Surtout, la pérennisation du maintien obligatoire des garanties pour les salariés en activité partielle – acquis de la crise sanitaire – prouve que des avancées solidaires restent possibles. De même, l’acceptation que les salariés couverts comme ayants droit puissent se dispenser de la couverture de leur entreprise – même à titre facultatif – témoigne d’une capacité d’adaptation pragmatique du droit. ​

Avec le SNFOCOS : Redonner du sens au dialogue de branche

Pour le SNFOCOS, syndicat historique depuis 1938 des organismes sociaux et de sécurité sociale, ces constats appellent une refondation. La protection sociale complémentaire ne peut se réduire à un exercice de conformité administrative.

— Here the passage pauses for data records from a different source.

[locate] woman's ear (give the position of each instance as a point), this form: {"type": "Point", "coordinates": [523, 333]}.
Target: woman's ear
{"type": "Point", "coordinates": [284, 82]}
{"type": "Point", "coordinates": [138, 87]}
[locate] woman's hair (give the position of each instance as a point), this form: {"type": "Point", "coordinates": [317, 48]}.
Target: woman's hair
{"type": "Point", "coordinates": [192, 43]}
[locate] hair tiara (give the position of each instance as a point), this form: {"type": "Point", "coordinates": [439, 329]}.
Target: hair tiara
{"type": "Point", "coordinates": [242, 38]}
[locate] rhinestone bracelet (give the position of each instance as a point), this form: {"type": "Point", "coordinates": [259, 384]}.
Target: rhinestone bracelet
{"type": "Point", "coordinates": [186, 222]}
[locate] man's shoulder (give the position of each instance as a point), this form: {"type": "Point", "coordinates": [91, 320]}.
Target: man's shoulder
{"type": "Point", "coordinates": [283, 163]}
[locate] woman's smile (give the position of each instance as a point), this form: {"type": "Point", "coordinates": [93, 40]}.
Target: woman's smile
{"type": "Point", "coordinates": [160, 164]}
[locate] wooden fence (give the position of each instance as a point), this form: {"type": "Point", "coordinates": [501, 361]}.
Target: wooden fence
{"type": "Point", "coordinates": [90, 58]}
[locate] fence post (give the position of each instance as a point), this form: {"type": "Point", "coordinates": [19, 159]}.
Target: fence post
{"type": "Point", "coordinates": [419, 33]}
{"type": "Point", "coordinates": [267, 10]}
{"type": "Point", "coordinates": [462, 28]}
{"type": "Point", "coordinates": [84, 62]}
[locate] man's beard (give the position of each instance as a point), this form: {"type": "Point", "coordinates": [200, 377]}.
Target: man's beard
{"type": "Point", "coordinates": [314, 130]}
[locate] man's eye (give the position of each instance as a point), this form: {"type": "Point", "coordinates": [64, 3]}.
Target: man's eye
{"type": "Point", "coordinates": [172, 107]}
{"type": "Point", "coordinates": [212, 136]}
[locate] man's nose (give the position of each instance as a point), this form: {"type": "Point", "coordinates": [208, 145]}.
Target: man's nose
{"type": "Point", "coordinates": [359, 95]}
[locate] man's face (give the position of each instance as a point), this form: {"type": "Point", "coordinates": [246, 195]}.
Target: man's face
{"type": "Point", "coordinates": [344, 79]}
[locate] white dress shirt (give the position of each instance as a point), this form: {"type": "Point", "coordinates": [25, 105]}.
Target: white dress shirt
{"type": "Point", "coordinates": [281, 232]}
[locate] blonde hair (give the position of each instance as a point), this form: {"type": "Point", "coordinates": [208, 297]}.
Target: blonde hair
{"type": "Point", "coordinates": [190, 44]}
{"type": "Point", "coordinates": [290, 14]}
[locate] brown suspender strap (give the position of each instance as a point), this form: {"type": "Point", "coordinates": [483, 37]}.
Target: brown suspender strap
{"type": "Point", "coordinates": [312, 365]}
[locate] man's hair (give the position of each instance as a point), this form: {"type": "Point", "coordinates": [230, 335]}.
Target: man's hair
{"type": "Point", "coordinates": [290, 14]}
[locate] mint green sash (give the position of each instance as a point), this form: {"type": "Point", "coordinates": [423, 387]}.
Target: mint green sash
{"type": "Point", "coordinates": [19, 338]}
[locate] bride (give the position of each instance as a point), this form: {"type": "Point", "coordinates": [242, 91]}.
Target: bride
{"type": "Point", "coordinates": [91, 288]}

Elle doit redevenir ce qu’elle n’aurait jamais dû cesser d’être : un outil d’émancipation collective, permettant aux branches de construire des solidarités adaptées à leurs spécificités professionnelles.

Trois chantiers s’imposent : simplifier radicalement le cadre réglementaire pour libérer l’innovation sociale ; clarifier législativement les conditions de la mutualisation de branche ; engager un moratoire sur les désengagements de l’assurance maladie obligatoire.

Le rapport 2024 de la sous-commission est un thermomètre qui affole. Il appartient désormais aux partenaires sociaux et aux pouvoirs publics de transformer le diagnostic en thérapie. Car au-delà des décrets et des arrêtés, c’est la confiance de millions de salariés dans le modèle social français qui se joue, accord après accord, observation après observation.